第56話 季節限定アンサー(3)
【バッファリービル二階 メイド喫茶『百舌鳥亭』パーティ&ライブフロア】
株取引の審査が済むまでに適当な副業を見付けようという視点でビル内の警備巡回をしていると、サラサ・サーティーンが呼ばれもしないのに右脇に並行して来た。
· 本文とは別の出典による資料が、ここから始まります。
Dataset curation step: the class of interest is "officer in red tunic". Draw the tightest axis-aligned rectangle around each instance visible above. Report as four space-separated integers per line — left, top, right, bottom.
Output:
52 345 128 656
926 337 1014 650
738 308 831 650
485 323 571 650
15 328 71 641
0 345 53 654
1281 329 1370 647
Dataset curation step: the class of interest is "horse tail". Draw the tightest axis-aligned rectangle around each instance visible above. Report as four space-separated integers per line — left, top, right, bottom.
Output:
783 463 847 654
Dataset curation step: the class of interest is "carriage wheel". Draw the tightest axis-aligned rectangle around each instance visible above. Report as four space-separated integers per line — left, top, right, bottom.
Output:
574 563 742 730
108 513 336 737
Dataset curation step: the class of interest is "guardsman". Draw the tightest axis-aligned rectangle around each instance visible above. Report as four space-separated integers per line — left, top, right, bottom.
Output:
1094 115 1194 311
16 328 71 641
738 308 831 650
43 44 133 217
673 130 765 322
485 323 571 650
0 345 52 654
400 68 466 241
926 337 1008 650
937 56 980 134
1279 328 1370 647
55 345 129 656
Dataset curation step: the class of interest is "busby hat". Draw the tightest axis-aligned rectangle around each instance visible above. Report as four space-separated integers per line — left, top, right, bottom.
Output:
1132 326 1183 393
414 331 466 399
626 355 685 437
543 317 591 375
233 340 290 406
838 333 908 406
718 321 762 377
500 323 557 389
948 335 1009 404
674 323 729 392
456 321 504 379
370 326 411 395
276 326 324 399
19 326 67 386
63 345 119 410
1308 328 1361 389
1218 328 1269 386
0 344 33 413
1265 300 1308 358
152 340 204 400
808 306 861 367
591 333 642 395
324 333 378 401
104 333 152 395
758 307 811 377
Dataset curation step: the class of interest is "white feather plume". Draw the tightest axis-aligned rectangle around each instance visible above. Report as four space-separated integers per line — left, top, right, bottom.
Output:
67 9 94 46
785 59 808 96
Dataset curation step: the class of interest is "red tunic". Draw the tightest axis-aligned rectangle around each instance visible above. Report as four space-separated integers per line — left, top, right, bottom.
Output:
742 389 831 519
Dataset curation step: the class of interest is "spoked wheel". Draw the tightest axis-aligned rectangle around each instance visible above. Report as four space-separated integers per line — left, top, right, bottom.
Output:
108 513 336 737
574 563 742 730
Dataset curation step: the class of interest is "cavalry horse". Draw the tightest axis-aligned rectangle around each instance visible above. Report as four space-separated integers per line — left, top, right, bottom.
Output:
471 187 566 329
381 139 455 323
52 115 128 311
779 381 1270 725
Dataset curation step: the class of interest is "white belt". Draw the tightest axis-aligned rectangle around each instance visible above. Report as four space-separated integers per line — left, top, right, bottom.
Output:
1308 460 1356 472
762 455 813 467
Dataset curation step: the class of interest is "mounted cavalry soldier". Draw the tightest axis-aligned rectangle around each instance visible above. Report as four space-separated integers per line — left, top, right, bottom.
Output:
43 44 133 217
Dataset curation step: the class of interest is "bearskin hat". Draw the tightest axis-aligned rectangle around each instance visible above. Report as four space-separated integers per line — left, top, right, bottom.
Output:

「若頭。余計な副業に手を出して、泡銭を稼ぎたいという需要に対して、サラサは美味しそうな案件を供給したいと言ったら、乗るかい?」
「全力で逃げる」
ユーシアは、忍者にしか出来ない高速移動で、サラサから離脱する。
【バッファロービル三階 本屋『射海星』】
ユーシアが漫画コーナーで新刊の並びを見ていると、サラサが背後に追い付く。
「新声優ユニットの『サンダーサボテンズ』に、良からぬ輩が着き始めて、難儀している。ここは一つ、若頭を低賃金で働かせせたい。
おっと失敬。
適度な賃金で、扱き使いたい」
ユーシアは、再び高速移動する。
【バッファロービル七階 ユリアナ様の専用酒場】
ユーシアがエリアス・アークと共に三時のおやつに興じていると、追い付いたサラサがカウンター席に横付けて、ドーナッツ(フレンチクルーラー)を一つ横領する。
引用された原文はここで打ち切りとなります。